NYU Silver Service Learning courses provide students with a valuable opportunity to do volunteer work. Through Service Learning, students will engage with individuals to learn their stories and experiences and gain a better understanding of their struggles. Service Learning courses are 2 credits each and are open to all NYU undergraduate students.
This course is offered as a co-requisite for student participation in a weekly community service opportunity on the Lower East Side. Students will provide after-school tutoring for middle school youth at the Houston St.Center, one program of University Settlement. The accompanying course will offer broad and general content related to students' service experiences. Emphasis will be placed on understanding the individuals with whom they are working and the contexts in which they live and learn. The course will touch on the fundamentals of engaging individuals in a helping situation; theories related to individual development; implications of race, ethnicity, culture and immigration; impacts of multiple social contexts: the family, peers, school, social agencies and community; understanding the effects of social oppression on people's lives: poverty, racism, sexism, classism, etc.

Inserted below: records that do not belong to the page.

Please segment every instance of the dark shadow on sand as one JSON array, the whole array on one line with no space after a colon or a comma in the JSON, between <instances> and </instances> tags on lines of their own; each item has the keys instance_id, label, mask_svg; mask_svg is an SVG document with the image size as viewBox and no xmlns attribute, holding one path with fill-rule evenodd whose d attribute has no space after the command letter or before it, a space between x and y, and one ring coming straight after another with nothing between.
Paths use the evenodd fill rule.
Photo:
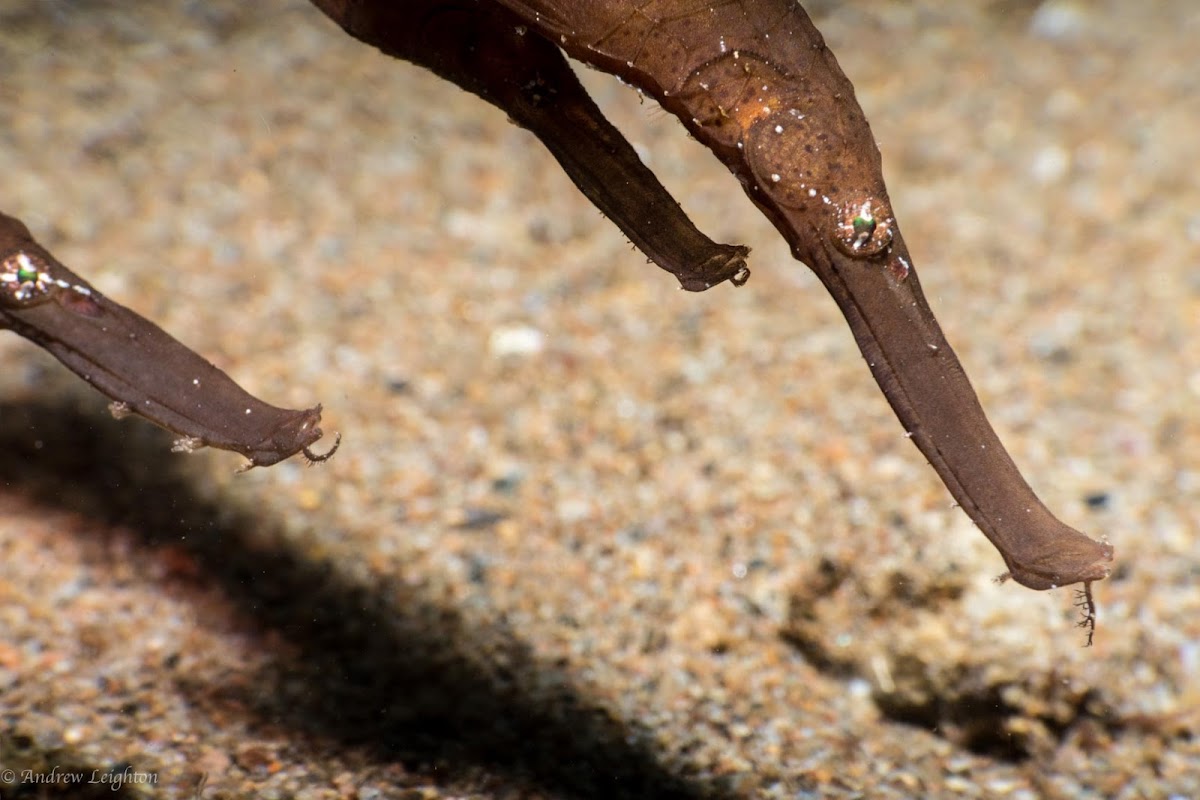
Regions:
<instances>
[{"instance_id":1,"label":"dark shadow on sand","mask_svg":"<svg viewBox=\"0 0 1200 800\"><path fill-rule=\"evenodd\" d=\"M630 744L636 730L511 630L472 627L420 587L356 582L294 552L270 519L204 498L169 441L142 421L107 419L90 396L0 402L0 491L126 527L146 548L186 548L198 579L229 597L264 643L287 643L253 696L238 698L260 724L497 795L734 796Z\"/></svg>"}]
</instances>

This 2 credit course complements a volunteer experience with Holocaust survivors. Students will conduct weekly visits with a Survivor and will have the opportunity to learn about the Holocaust and its impact on public life today and reflect on the experience of working with survivors. The weekly hour-long class will explore the social, psychological and historical effects of the Holocaust on the lives of survivors as well as the impact of the Holocaust on life in the United States.

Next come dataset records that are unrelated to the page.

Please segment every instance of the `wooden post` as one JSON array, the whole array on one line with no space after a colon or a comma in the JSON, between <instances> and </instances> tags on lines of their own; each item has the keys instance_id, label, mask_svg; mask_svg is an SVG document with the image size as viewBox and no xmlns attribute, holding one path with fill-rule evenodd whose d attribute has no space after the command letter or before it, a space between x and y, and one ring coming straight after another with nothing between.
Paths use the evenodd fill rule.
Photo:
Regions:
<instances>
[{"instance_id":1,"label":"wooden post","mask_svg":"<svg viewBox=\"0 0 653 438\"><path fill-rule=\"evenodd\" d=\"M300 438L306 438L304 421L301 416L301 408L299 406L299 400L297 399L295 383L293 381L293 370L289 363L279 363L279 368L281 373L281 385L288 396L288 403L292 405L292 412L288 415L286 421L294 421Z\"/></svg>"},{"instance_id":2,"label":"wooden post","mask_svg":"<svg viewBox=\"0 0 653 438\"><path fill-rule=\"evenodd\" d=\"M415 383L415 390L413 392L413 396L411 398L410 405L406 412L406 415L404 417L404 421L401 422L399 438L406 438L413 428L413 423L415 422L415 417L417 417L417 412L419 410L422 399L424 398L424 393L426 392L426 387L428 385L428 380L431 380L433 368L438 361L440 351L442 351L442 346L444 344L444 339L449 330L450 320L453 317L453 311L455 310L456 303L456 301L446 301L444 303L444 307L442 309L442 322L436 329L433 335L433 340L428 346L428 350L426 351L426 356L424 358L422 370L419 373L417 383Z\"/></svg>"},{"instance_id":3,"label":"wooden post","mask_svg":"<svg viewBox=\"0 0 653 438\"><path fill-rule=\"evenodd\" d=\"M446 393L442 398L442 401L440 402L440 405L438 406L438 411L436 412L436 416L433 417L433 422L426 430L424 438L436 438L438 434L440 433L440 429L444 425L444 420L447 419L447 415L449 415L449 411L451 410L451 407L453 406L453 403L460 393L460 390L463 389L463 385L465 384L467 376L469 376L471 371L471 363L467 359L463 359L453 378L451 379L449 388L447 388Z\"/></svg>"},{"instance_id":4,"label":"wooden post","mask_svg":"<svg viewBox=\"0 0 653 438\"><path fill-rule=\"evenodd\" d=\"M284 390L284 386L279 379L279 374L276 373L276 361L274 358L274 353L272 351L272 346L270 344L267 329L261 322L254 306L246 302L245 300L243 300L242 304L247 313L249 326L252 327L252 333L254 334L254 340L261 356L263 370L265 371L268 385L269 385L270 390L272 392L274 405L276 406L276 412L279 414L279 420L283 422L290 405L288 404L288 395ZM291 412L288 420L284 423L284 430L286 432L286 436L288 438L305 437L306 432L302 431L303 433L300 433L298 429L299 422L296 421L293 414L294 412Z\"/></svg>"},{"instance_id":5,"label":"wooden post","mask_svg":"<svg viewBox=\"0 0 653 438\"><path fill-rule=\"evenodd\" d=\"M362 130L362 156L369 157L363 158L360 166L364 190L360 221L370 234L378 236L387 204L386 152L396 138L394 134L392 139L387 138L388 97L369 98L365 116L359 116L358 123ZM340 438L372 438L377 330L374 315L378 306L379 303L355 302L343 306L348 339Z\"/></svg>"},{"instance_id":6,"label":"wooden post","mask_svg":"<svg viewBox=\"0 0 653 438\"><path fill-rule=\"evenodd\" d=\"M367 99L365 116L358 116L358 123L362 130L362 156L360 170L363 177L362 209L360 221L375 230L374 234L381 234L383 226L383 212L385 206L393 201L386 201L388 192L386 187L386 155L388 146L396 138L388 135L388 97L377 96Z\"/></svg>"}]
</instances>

This weekly one-hour course is offered as a co-requisite for student participation in a weekly community service opportunity with refugees. Emphasis will be placed on students. understanding of the individuals with whom they are working and the contexts in which they live and learn. Students will learn about immigration and resettling refugees. The course will touch on the fundamentals of engaging individuals in a helping situation; theories related to individual development; implications of race, ethnicity, culture and immigration; impacts of multiple social contexts: the family, peers, school, social agencies and community; understanding the effects of social oppression on people's lives: poverty, racism, sexism, classism, etc. Students will be expected to do journal writing and will have opportunities in class to share their experience. As part of their community service they will provide academic coaching and mentoring for refugees from such nations as Honduras, Yemen, Bangladesh, Moldova, Uganda, and Sudan for a minimum of two hours weekly at Brooklyn International High School. Times to be arranged by the school in conjunction with NYU students' schedules. Some students volunteer in classes and some in the after school lab.

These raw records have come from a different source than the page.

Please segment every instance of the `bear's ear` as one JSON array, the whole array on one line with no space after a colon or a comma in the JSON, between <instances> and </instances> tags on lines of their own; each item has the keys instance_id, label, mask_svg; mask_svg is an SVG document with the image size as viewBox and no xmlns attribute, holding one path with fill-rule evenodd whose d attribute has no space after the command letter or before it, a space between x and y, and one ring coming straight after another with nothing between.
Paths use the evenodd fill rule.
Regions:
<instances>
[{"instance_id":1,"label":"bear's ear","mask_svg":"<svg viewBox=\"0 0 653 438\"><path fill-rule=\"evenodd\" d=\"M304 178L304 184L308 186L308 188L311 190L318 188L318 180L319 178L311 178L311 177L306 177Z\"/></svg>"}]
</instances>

Students enrolled in the Food Insecurity service learning course will intern with the New York City Coalition Against Hunger (NYCCAH) for approximately 3-5 hours a week and attend a weekly seminar. This course will focus on providing sustainable services to combat food insecurity in New York City's children and families. Students will learn and engage in the following:
- The concept and history of food insecurity
- How food insecurity is measured and why
- Formal and informal sources of support for those in need
- Volunteerism and helping those in need access support
- The logistics and procedures around SNAP and how to engage members of the community around support for SNAP and facilitating enrollment
- Food insecurity and food policies and politics
Some of our greatest change-makers have been spiritual leaders, including Martin Luther King Jr., Dalai Lama, and Mother Teresa. What is it about faith and spirituality that motivates people to radically change their communities for the better? Join us as we explore the intersection of service, justice and spirituality through discussion, critical thinking, and “on the ground” community volunteering.
In this Service Learning course, students will gain an understanding of Alzheimer’s disease through a semester-long, one on one relationship with a person in the early stages of the disease. Students will meet with the person they are matched with once a week in their home for a couple of hours of conversation, or a walk, a trip to a museum or any other activity that is planned together. A one-hour weekly classroom component will augment the volunteer experience by providing the content to inform the students about issues of aging and dementia from a medical, psychosocial and public policy standpoint.